4. You’re afraid of letting people touch your things. Hoarding disorder makes you overprotective of your things, so much so that you may get angry if someone tries to touch something, or become fearful they’re going to break or ruin it.
5. Denial that there’s a problem. This is unfortunately much easier to see in others than yourself. Those with a real hoarding problem tend to have “low insight,” Tompkins explains, or the inability to recognize that the hoarding behavior and resulting living conditions are problematic.
6. Refusal to accept help. “People’s unwillingness to accept help may be due to the stigmatization they experience,” Tompkins says.
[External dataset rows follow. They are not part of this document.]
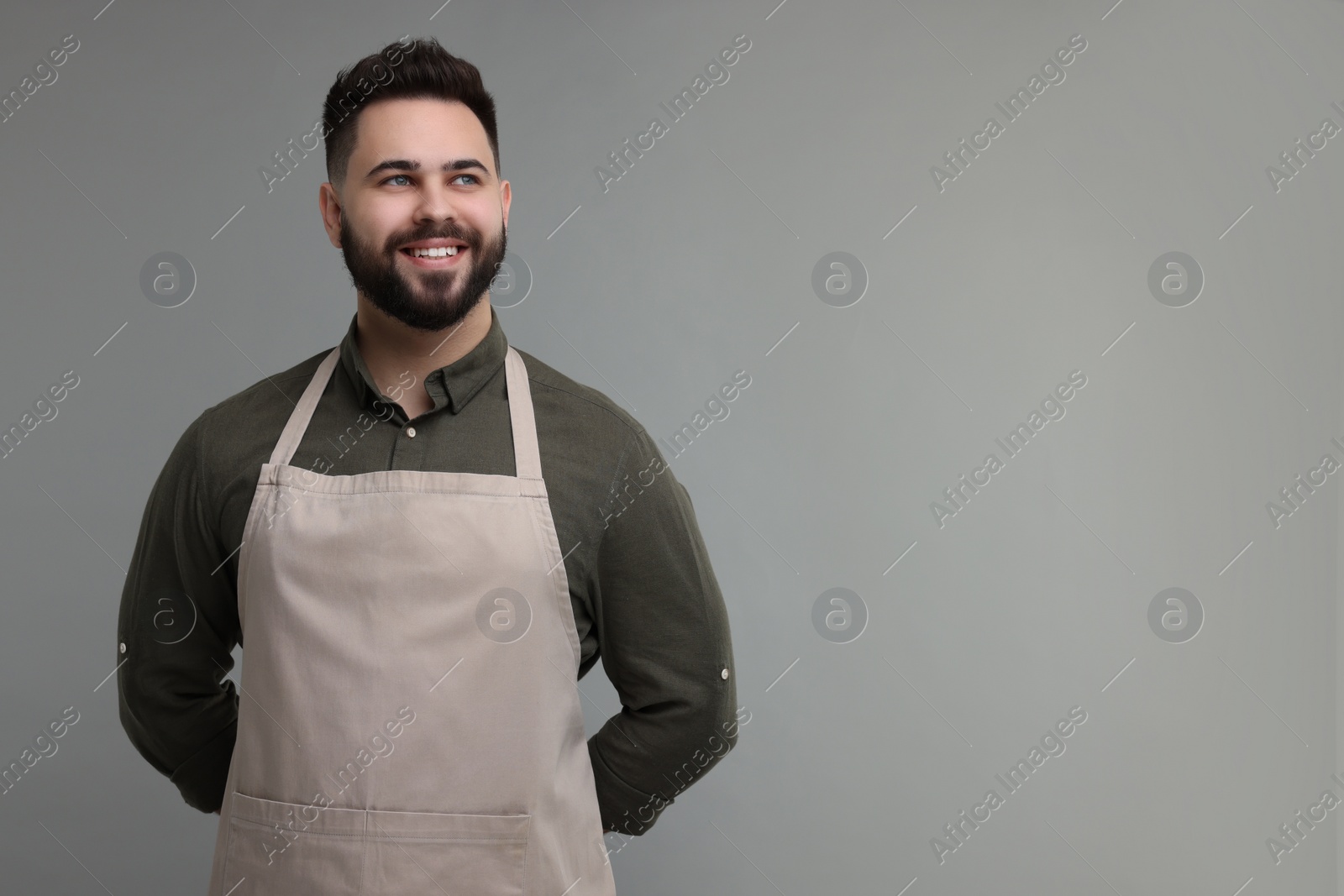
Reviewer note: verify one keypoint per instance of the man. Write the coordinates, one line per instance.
(414, 598)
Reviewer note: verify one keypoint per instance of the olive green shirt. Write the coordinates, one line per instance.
(643, 591)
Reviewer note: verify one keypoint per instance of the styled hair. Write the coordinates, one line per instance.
(407, 69)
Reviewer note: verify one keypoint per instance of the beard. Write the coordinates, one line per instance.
(436, 300)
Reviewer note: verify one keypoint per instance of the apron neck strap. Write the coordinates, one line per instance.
(528, 458)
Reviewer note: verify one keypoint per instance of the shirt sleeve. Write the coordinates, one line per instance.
(176, 631)
(664, 640)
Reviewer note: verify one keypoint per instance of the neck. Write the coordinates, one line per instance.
(390, 348)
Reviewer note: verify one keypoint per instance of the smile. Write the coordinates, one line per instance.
(434, 258)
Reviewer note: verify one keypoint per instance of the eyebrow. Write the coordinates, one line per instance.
(410, 164)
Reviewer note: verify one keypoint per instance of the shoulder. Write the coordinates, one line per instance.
(585, 406)
(226, 438)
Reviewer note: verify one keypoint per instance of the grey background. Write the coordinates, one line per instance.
(696, 264)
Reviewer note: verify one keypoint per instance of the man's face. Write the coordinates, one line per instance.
(396, 194)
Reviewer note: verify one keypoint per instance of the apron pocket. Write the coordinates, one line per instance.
(420, 853)
(307, 855)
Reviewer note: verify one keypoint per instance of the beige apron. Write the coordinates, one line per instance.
(410, 716)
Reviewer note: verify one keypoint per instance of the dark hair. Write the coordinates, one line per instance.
(418, 69)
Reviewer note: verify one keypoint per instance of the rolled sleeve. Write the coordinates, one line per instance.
(176, 629)
(665, 647)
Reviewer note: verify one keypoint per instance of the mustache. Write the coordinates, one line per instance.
(470, 239)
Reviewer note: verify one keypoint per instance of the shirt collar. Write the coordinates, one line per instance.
(452, 385)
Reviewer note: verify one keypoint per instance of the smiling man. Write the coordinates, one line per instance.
(443, 584)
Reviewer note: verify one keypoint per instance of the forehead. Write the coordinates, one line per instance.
(423, 128)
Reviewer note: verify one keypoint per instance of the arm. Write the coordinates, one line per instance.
(664, 638)
(171, 701)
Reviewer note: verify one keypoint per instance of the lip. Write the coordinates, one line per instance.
(434, 264)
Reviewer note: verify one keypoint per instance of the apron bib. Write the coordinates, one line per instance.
(409, 718)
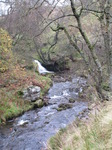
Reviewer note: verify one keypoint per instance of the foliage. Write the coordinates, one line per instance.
(5, 50)
(95, 134)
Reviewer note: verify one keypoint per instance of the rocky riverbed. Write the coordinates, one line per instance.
(32, 130)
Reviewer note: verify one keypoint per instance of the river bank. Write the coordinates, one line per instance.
(12, 103)
(41, 124)
(93, 133)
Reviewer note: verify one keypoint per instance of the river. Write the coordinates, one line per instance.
(43, 123)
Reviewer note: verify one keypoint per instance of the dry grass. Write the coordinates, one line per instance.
(95, 134)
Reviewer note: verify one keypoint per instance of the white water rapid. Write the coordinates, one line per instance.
(40, 68)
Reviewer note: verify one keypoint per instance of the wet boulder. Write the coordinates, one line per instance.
(32, 93)
(64, 106)
(71, 100)
(39, 103)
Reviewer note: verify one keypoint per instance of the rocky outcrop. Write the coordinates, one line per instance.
(64, 106)
(32, 93)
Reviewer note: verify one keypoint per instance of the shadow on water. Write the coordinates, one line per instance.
(41, 124)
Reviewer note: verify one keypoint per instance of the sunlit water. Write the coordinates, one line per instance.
(41, 124)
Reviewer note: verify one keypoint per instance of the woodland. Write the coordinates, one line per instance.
(63, 35)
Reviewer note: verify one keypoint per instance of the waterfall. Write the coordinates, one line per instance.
(40, 68)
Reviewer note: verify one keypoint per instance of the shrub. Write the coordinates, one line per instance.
(5, 50)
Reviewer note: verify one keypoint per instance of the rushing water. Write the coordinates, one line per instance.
(42, 123)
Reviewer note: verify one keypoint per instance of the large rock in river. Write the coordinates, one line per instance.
(32, 93)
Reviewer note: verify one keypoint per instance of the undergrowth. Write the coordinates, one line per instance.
(95, 134)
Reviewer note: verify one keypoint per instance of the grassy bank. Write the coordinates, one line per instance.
(94, 134)
(11, 102)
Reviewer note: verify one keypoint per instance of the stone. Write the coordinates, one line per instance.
(32, 93)
(64, 106)
(71, 100)
(38, 104)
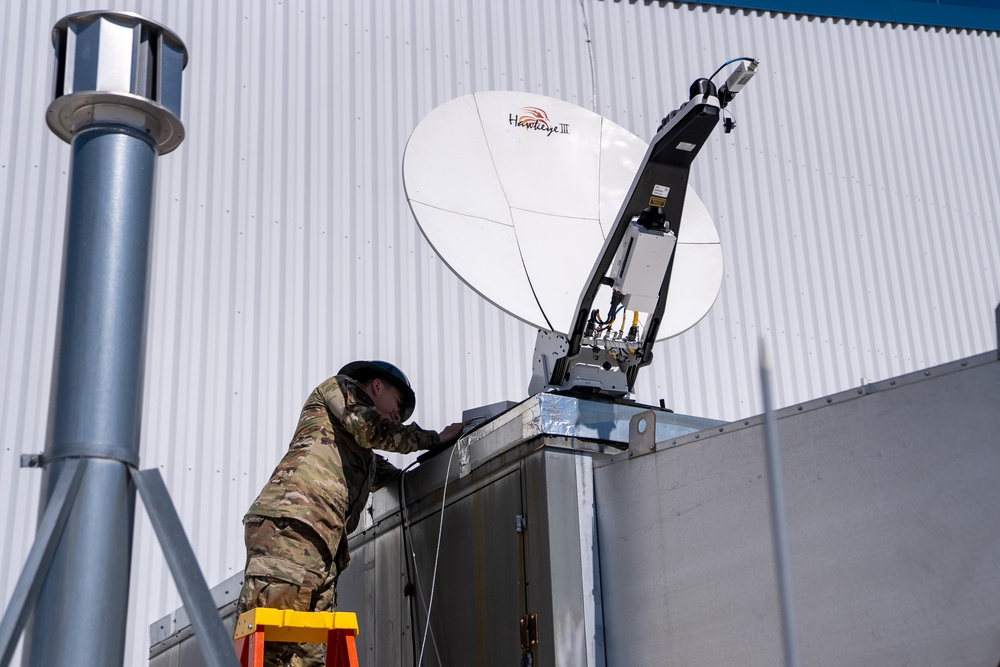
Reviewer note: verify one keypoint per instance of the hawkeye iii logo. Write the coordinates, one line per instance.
(533, 118)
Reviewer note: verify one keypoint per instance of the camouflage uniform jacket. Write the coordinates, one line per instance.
(329, 470)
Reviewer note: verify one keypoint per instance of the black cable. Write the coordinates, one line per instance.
(727, 63)
(410, 591)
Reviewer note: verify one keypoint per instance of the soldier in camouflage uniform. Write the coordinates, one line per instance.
(296, 530)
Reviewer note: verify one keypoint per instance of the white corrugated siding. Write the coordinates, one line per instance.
(857, 204)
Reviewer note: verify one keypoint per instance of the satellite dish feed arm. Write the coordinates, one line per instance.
(654, 204)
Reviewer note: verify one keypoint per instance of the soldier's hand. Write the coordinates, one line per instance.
(451, 433)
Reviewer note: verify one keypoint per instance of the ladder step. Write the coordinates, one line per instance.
(336, 629)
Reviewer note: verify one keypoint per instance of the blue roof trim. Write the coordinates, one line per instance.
(968, 14)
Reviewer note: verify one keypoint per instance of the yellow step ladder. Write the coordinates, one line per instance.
(335, 629)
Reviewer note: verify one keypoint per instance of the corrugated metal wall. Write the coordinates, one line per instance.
(856, 201)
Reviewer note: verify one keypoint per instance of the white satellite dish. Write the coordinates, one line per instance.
(516, 192)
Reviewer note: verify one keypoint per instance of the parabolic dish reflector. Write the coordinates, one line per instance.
(516, 193)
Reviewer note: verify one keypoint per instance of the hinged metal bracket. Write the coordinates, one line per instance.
(642, 433)
(529, 632)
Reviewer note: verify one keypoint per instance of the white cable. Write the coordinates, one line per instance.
(590, 52)
(437, 554)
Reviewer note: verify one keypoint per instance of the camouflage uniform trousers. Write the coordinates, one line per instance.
(288, 567)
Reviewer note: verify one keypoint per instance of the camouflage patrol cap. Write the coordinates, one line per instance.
(362, 371)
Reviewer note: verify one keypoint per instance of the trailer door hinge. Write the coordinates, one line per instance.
(529, 632)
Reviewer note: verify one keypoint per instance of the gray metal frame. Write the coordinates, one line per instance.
(112, 72)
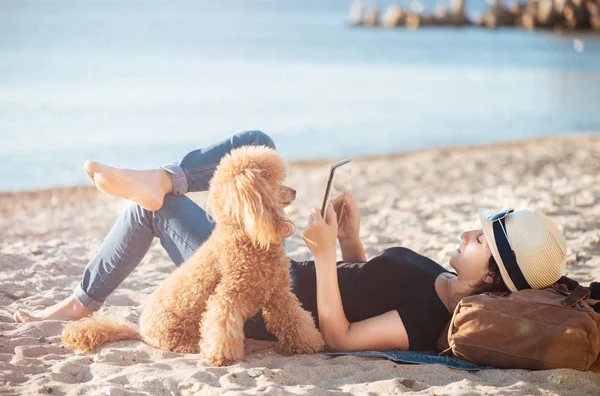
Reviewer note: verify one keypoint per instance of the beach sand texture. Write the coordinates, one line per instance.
(419, 200)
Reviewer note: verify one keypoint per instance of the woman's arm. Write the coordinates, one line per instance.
(349, 230)
(382, 332)
(379, 333)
Although there’s a certain stigma around mental health conditions in general, depression and anxiety are generally more accepted in our society than hoarding. “Something in our culture causes people to be repulsed by the conditions in which these people live,” even though it’s not their fault, Tompkins explains. “People with this problem don’t choose to live in these environments any more than people with major depression want to have major depression.”
You can display hoarding behaviors without having hoarding disorder.
Sometimes the behaviors are a result of unrelated conditions. Someone with dementia or paranoia may display some hoarding behaviors, but it doesn’t mean they have the disorder. ADHD can also result in organizational problems, therefore, a cluttered environment, but the person is usually aware of this problem. Any time another medical condition or neurological disorder can explain the acquiring of belongings and inability to get rid of them, it’s not hoarding disorder. (The cause of hoarding disorder is hard to pinpoint and experts believe is a combination of both genetics and environmental influence, like many other mental health disorders.)
Then there are people like me. People whose desks and closets are cluttered with acquisitions. Drawers spill over. Keeping things organized is a constant process. Talking to Tompkins helped me distinguish this from clinical hoarding, though, because I don’t hit the criteria. I can stop myself from acquiring. I am aware that I have a problem, and if someone told me they’d help me purge some stuff, I’d welcome it with open arms—but definitely plead that they donate it instead of letting it go to waste. I just can’t bear the idea of throwing away perfectly good and useful things—even if it’s possible I was never going to use them.
If you think you or someone you know may have hoarding disorder, visit the National Alliance on Mental Illness for resources and to learn how to get help.